Mr. Innaurato … is already a master at surprising us with jarring juxtapositions and seeming contradictions (a violent argument interrupted by the sudden singing of "Happy Birthday") and at staging comic tableaux….

"Gemini" is filled with … infectious moments. It springs with humor—and in the strangest places. Mr. Innaurato is a natural writer, who has a feeling for the precise word that makes a line both spontaneous and genuinely amusing. For example, an absurdly fat boy pleads, "If I promised to lose weight and get less weird, can't we be friends?" Scanning that sentence, we realize that the word "less" is what makes it so funny….

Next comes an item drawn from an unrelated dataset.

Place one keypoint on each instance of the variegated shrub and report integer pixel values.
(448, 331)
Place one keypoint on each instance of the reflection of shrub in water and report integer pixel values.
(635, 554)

"Gemini" is not as powerful as Mr. Innaurato's "The Transfiguration of Benno Blimpie."… "Benno Blimpie" is a haunting nightmare. "Gemini" is lighter and more expansive.

The two plays share a sensibility, subject matter and theme. In each we see obsessive characters formed and entrapped by family, background and environment. The plays, opening within days of each other, are conclusive evidence that Mr. Innaurato is a playwright with his own extraordinary voice and the imaginative talent of a conjurer.

Mel Gussow, "Theater: 'Gemini' Is Exceptional," in The New York Times (© 1977 by The New York Times Company; reprinted by permission), March 14, 1977, p. 36.